A cotação da arroba — equivalente a 15 quilos — acumula valorização de 26,5% em 2026 e alcançou US$ 73,58 na última quarta-feira (15), segundo dados do Centro de Estudos Avançados em Economia Aplicada. O valor supera o recorde anterior, de US$ 73,53, registrado em abril de 2022. Os preços são monitorados diariamente desde julho de 1997.
O ciclo de alta é resultado de uma combinação de fatores. No cenário externo, a demanda aquecida — especialmente de países asiáticos — mantém as exportações brasileiras em ritmo elevado. Com o câmbio favorável, a carne brasileira ganha competitividade no mercado internacional, incentivando frigoríficos a direcionarem maior volume para fora do país.
Internamente, o consumo também mostra sinais de recuperação após períodos de retração, o que amplia a pressão sobre a oferta. Além disso, o atual momento do ciclo pecuário — com menor disponibilidade de animais prontos para abate — contribui para sustentar os preços em níveis elevados.
Em Mato Grosso do Sul, estado com um dos maiores rebanhos bovinos do Brasil, os efeitos da valorização são percebidos em diferentes elos da cadeia. No campo, pecuaristas encontram um cenário mais favorável, com melhora nas margens e maior poder de negociação. A retenção de fêmeas para recomposição do rebanho, prática comum em fases de alta, também reduz a oferta imediata de animais, reforçando a pressão sobre os preços.
Já a indústria frigorífica enfrenta um ambiente mais desafiador. O custo mais elevado para aquisição de boi gordo comprime margens, especialmente para empresas que atuam no mercado interno. Como resultado, parte desse aumento tende a ser repassado ao varejo.

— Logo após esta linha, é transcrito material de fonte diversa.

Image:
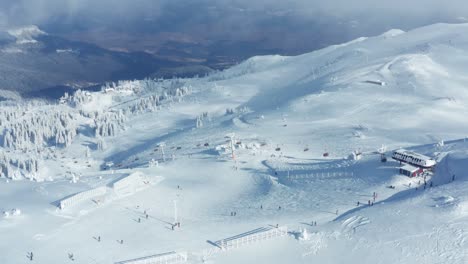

Nos açougues e supermercados sul-mato-grossenses, o impacto começa a aparecer de forma gradual. Cortes dianteiros e de maior giro já registram reajustes, enquanto peças nobres seguem trajetória de alta mais acentuada. Para o consumidor, isso significa menor poder de compra e possível migração para proteínas alternativas, como frango e suínos.
Analistas do setor avaliam que o cenário de preços firmes deve persistir no curto e médio prazo. A continuidade das exportações em níveis elevados, somada à oferta ainda restrita de animais para abate, tende a sustentar a arroba em patamares altos. Eventuais quedas dependeriam de uma desaceleração da demanda externa ou de uma recomposição mais rápida do rebanho — fatores que, no momento, não aparecem com força no horizonte.
Enquanto isso, mesmo em estados produtores como Mato Grosso do Sul, o consumidor final já sente no dia a dia o efeito de um mercado cada vez mais globalizado, onde o preço da carne no prato está diretamente ligado à demanda internacional.